Re: [PATCH 5/5] hugetlbfs: Limit wait time when trying to share huge PMD

From: Mike Kravetz
Date: Wed Sep 11 2019 - 13:03:55 EST


On 9/11/19 8:44 AM, Waiman Long wrote:
> On 9/11/19 4:14 PM, Matthew Wilcox wrote:
>> On Wed, Sep 11, 2019 at 04:05:37PM +0100, Waiman Long wrote:
>>> When allocating a large amount of static hugepages (~500-1500GB) on a
>>> system with large number of CPUs (4, 8 or even 16 sockets), performance
>>> degradation (random multi-second delays) was observed when thousands
>>> of processes are trying to fault in the data into the huge pages. The
>>> likelihood of the delay increases with the number of sockets and hence
>>> the CPUs a system has. This only happens in the initial setup phase
>>> and will be gone after all the necessary data are faulted in.
>> Can;t the application just specify MAP_POPULATE?
>
> Originally, I thought that this happened in the startup phase when the
> pages were faulted in. The problem persists after steady state had been
> reached though. Every time you have a new user process created, it will
> have its own page table.

This is still at fault time. Although, for the particular application it
may be after the 'startup phase'.

> It is the sharing of the of huge page shared
> memory that is causing problem. Of course, it depends on how the
> application is written.

It may be the case that some applications would find the delays acceptable
for the benefit of shared pmds once they reach steady state. As you say, of
course this depends on how the application is written.

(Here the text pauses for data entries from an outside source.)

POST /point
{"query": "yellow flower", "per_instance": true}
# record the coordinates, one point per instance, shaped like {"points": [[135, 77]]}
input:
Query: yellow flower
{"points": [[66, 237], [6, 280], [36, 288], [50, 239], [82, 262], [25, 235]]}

I know that Oracle DB would not like it if PMD sharing is disabled for them.
Based on what I know of their model, all processes which share PMDs perform
faults (write or read) during the startup phase. This is in environments as
big or bigger than you describe above. I have never looked at/for delays in
these environments around pmd sharing (page faults), but that does not mean
they do not exist. I will try to get the DB group to give me access to one
of their large environments for analysis.

We may want to consider making the timeout value and disable threshold user
configurable.
--
Mike Kravetz